The most-traded aluminium contract on the Shanghai Futures Exchange closed daytime trade 0.1% lower at 20,570 yuan ($2,864.38) per metric ton.
Earlier in the session, it touched the lowest since August 4 at 20,430 yuan.
Benchmark three-month aluminium CMAL3 on the London Metal Exchange climbed 0.1% to $2,566 a ton, as of 0741 GMT after hitting the lowest since August 4 at $2,558 earlier.
The U.S. Commerce Department said on Tuesday it is hiking steel and aluminum tariffs on more than 400 products that include wind turbines and appliances.
"China's exports of aluminium products to the U.S. will fall further after the widened tariff, but since the newly added products do not contain large aluminium content, the overall impact will be limited," analysts at Xinye Futures said in a note.
The base metals complex mostly traded in a tight range ahead of the U.S. Federal Reserve's symposium later this week that could give investors further cues on the central bank's monetary policy stance.
"A cut to rates would likely provide some support for economic growth and boost demand for metals," ANZ analysts said in a note on Wednesday.

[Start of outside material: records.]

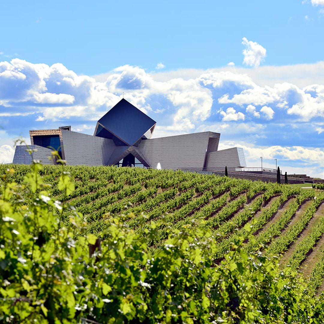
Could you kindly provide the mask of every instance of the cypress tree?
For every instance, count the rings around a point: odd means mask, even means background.
[[[278,169],[277,169],[277,183],[281,183],[281,181],[280,181],[280,169],[278,167]]]

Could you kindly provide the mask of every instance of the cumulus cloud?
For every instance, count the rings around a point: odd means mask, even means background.
[[[219,113],[223,116],[222,120],[224,122],[230,122],[231,121],[244,120],[244,114],[240,111],[236,112],[236,110],[232,107],[229,107],[226,110],[226,112],[220,110]]]
[[[260,118],[260,113],[256,111],[255,107],[252,105],[249,105],[246,107],[246,110],[247,112],[252,114],[256,118]]]
[[[324,6],[324,0],[312,0],[312,4],[313,6]]]
[[[11,163],[14,154],[15,150],[10,145],[0,146],[0,163]]]
[[[307,129],[300,137],[313,136],[322,145],[324,62],[252,69],[233,66],[149,73],[126,65],[99,80],[78,75],[60,64],[50,66],[17,59],[0,62],[0,125],[11,128],[14,134],[23,129],[26,137],[29,129],[56,128],[68,122],[74,123],[75,130],[91,133],[95,122],[123,94],[157,122],[156,137],[211,131],[227,138],[239,134],[257,143],[273,137],[271,124],[280,120],[293,133],[293,126],[299,127],[298,134]],[[285,82],[286,75],[289,82]],[[312,127],[300,127],[298,123],[311,120]],[[17,129],[17,124],[26,126]],[[291,136],[291,145],[298,145],[296,133],[288,133],[285,136]]]
[[[263,114],[264,117],[267,119],[272,119],[273,118],[274,111],[270,107],[268,107],[266,106],[264,106],[260,110],[260,111]]]
[[[267,53],[266,49],[256,42],[242,39],[242,44],[245,47],[242,54],[244,55],[243,63],[250,66],[258,66],[263,61]]]
[[[161,69],[164,69],[165,67],[165,65],[162,62],[160,62],[160,63],[158,63],[156,64],[155,68],[156,70],[161,70]]]
[[[324,132],[324,128],[321,127],[318,127],[315,128],[315,130],[317,132],[317,133],[319,135],[321,133]]]

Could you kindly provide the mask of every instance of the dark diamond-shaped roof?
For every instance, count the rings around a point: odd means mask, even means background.
[[[102,117],[98,122],[129,145],[134,145],[156,123],[152,118],[123,98]],[[102,132],[102,130],[100,131]],[[100,136],[101,134],[96,135]]]

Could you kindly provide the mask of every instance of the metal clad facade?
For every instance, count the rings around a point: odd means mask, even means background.
[[[71,165],[102,165],[108,162],[115,146],[112,140],[62,130],[65,159]]]
[[[222,150],[216,152],[212,152],[207,155],[206,167],[208,168],[222,168],[227,166],[228,168],[238,168],[245,167],[242,163],[245,162],[240,160],[237,147],[232,147],[226,150]]]
[[[203,167],[210,132],[142,141],[138,149],[151,168],[163,169]]]
[[[37,149],[36,152],[33,154],[33,158],[35,160],[39,160],[43,164],[52,164],[53,162],[48,159],[52,156],[52,150],[38,145],[17,145],[15,151],[13,163],[16,164],[30,164],[31,163],[31,156],[26,151],[28,148],[30,149]]]
[[[125,99],[122,99],[98,122],[129,145],[133,145],[156,123]]]

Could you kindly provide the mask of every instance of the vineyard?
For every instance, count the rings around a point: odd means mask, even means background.
[[[1,321],[324,321],[320,185],[1,169]]]

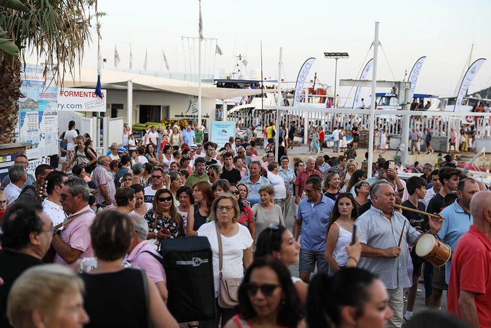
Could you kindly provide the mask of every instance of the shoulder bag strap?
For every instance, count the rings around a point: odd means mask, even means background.
[[[217,224],[217,221],[215,221],[215,228],[217,229],[217,239],[218,239],[218,258],[220,267],[220,276],[221,277],[221,269],[223,267],[223,253],[221,246],[221,234],[220,233],[220,229]]]
[[[88,213],[90,213],[90,212],[92,212],[92,209],[87,209],[87,210],[86,210],[86,211],[85,211],[84,212],[82,212],[80,214],[78,214],[76,215],[74,215],[73,216],[70,216],[68,219],[67,219],[65,221],[63,221],[61,223],[58,223],[55,226],[55,227],[54,227],[54,229],[55,229],[55,230],[57,230],[58,229],[59,229],[61,227],[63,227],[63,226],[66,226],[66,225],[68,224],[68,223],[70,223],[71,222],[72,222],[72,221],[73,221],[74,220],[75,220],[77,218],[79,217],[79,216],[83,215],[84,214],[87,214]]]

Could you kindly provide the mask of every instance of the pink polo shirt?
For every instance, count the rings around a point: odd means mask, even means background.
[[[90,211],[90,212],[79,216],[64,226],[61,230],[61,233],[60,234],[60,238],[62,240],[70,245],[72,248],[82,251],[82,254],[79,259],[94,256],[94,251],[92,250],[92,245],[90,244],[90,233],[89,232],[89,228],[95,218],[95,213],[87,205],[66,218],[67,219],[69,219],[71,216],[87,210]],[[75,263],[68,264],[57,254],[55,257],[55,263],[70,267],[73,267],[75,264]]]
[[[160,281],[165,283],[167,280],[165,278],[165,271],[164,270],[162,265],[152,255],[148,253],[144,253],[145,251],[148,251],[159,257],[162,257],[146,240],[143,240],[133,248],[131,253],[126,254],[124,260],[134,267],[139,267],[145,270],[154,283]]]

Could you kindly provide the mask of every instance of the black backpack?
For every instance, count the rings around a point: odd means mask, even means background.
[[[92,172],[94,171],[94,169],[95,169],[96,167],[97,166],[97,153],[96,153],[95,150],[94,150],[93,149],[92,149],[90,147],[88,147],[86,146],[85,148],[83,149],[83,152],[85,153],[85,156],[87,158],[88,158],[89,160],[92,160],[90,159],[90,156],[89,155],[89,153],[87,151],[87,150],[89,149],[90,149],[90,151],[92,151],[92,153],[94,154],[94,155],[95,156],[96,160],[96,161],[93,163],[92,164],[90,164],[90,165],[87,165],[85,167],[85,172],[88,173],[89,174],[90,174],[91,173],[92,173]],[[79,146],[75,146],[75,155],[76,155],[77,152],[79,151]],[[77,164],[78,164],[78,161],[77,161]]]

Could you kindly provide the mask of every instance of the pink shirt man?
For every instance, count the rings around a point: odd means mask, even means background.
[[[89,232],[89,228],[95,218],[95,214],[87,205],[78,212],[74,213],[66,218],[66,219],[68,219],[71,216],[86,211],[89,212],[79,216],[64,226],[60,234],[60,238],[62,240],[70,245],[72,248],[82,252],[82,254],[79,258],[79,259],[94,256],[94,251],[92,245],[90,244],[90,233]],[[70,267],[73,267],[75,264],[75,263],[68,264],[57,254],[55,257],[55,263]]]
[[[162,257],[146,240],[143,240],[133,248],[131,253],[125,256],[124,260],[133,266],[139,267],[145,270],[154,283],[161,281],[165,283],[167,279],[162,265],[150,254],[144,253],[145,251],[153,253],[161,258]]]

Additionally, China kept benchmark lending rates in August unchanged for the third consecutive month, as authorities signalled they are not in a rush to roll out monetary stimulus.
SHFE copper SCFcv1 fell 0.3%, nickel SNIcv1 slipped 0.48%, lead SPBcv1 lost 0.51% while zinc SZNcv1 advanced 0.18% and tin SSNcv1 added 0.5%.
LME copper <CMCU3> rose 0.18%, nickel CMNI3 shed 0.11%, lead CMPB3 ticked 0.38% lower, and zinc CMZN3 nudged up 0.04%.
Zinc on both bourses gained ground aided by prospects of reduced supply as "a Chinese smelter planned to conduct furnaces maintenance during September and October", according to information provider Shanghai Metals Market.